My biggest problem with the books so far is that, as an adult reading a teen-fiction novel, there has never been one second of reading these books where I can forget the fact that I am an adult reading a teen-fiction novel.  Where the Harry Potter books and The Hobbit are good enough to draw me in and make me forget my own life, these books constantly made me feel like I was reading a something from Justin Bieber’s book club.  Here are my two biggest complaints:

1)      The writing itself is awful.  Every single sentence focuses only on furthering the plot without ever offering any descriptions or details that might give depth to the setting or story.  (x = Noun + Verb – any adjectives/adverbs/descriptive words.  In this equation x = really bad story telling)

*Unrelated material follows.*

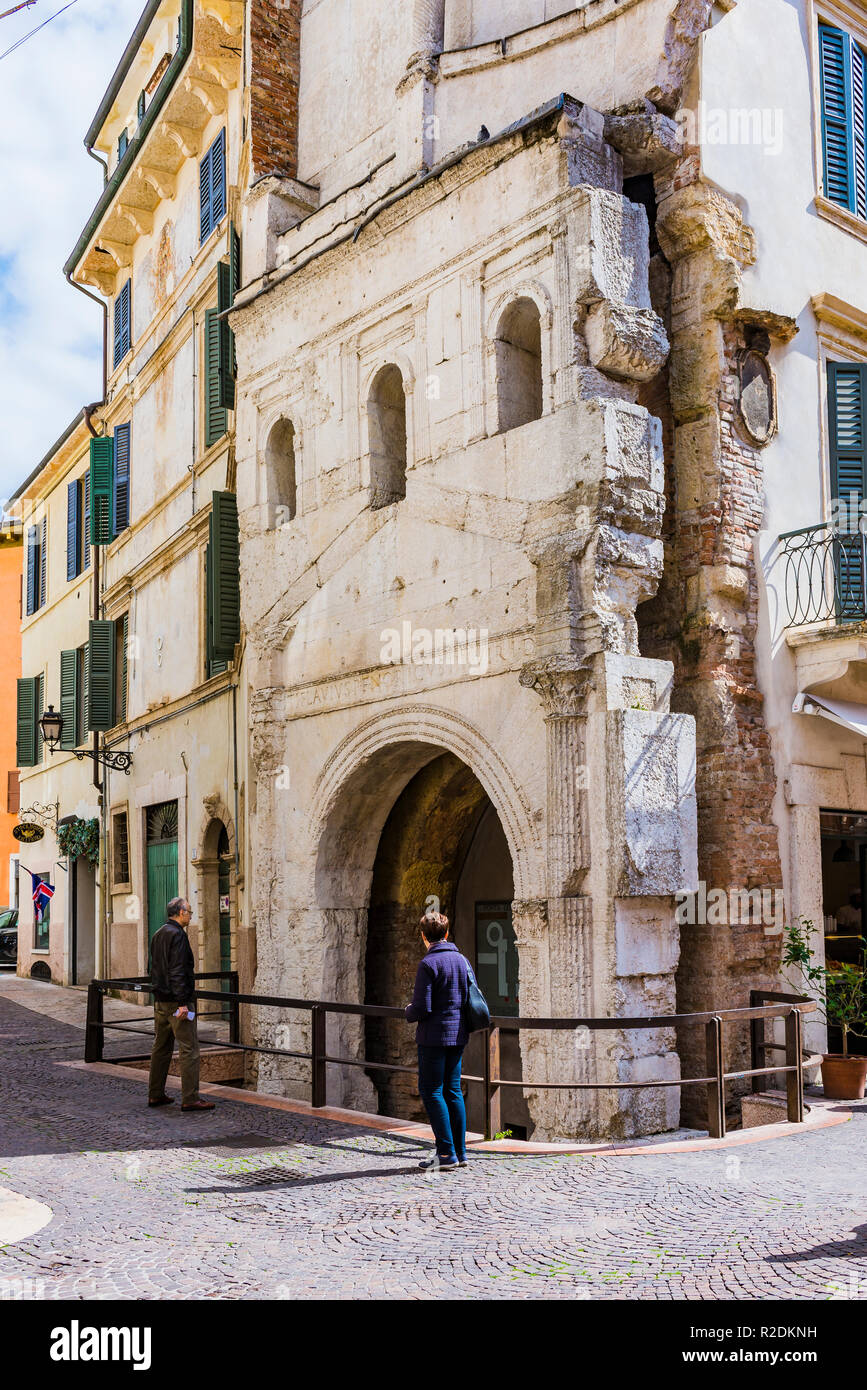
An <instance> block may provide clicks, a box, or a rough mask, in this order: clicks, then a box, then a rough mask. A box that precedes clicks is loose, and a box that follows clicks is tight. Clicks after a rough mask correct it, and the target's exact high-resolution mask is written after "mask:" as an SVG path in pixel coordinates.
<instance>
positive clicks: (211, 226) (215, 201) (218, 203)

2)      I can’t stand the fact that the entire story is told in first-person, present tense.  You remember the part in the movie Elf where Buddy’s long-lost father mistakes him for a singing telegram and asks him to sing a song?  Not knowing what to sing, Buddy begins awkwardly describing everything that is happening right at that very moment to the hint of a tune.  That is how the entire narration of these books felt (Now I am running through the woods.  Now I hear a noise, so I raise my bow.  Now I think there is someone in the tree, etc.).

If you are looking for fast-paced brain candy that will keep you mildly entertained for a couple days, these books will serve that purpose.  However, if you are looking for a well-written science fiction series that will offer depth (and might even make you think), here are a couple that I highly recommend:

*The Ender Trilogy by Orson Scott Card (Ender’s Game, Speaker for the Dead, Xenocide, Children of the Mind)

        *The Lilith’s Brood Series by Octavia E Butler (Dawn, Adulthood Rites, Imago)

Bossypants by Tina Fey

If you want an unbiased opinion on this book, you’ll have to look elsewhere, as I am shamelessly in love with Tina Fey.  The book is hilarious and surprisingly astute at times.  It keeps you entertained with the behind the scenes stories of “Saturday Night Live” and “30 Rock,” while offering random nuggets of wisdom.  I recommend getting the audio book for this one: hearing Tina read the jokes herself made them all the more funny.

Born Standing Up: A Comic’s Life by Steve Martin

Although this book was not as laugh-out-loud funny as Tina Fey’s book, Steve Martin offers a much more traditional memoir.  Rather than filling the pages with whimsy and humor, Martin digs into the joys and pains that fame has brought him, revealing some of the personal struggles and public adversity that he faced while breaking into the stand-up comedy scene.  It is elegantly and honestly written and, I believe, any fan of Steve Martin will enjoy reading it.  As a Disneyland geek, I especially liked learning how much of a part Disneyland played in his early success as an entertainer.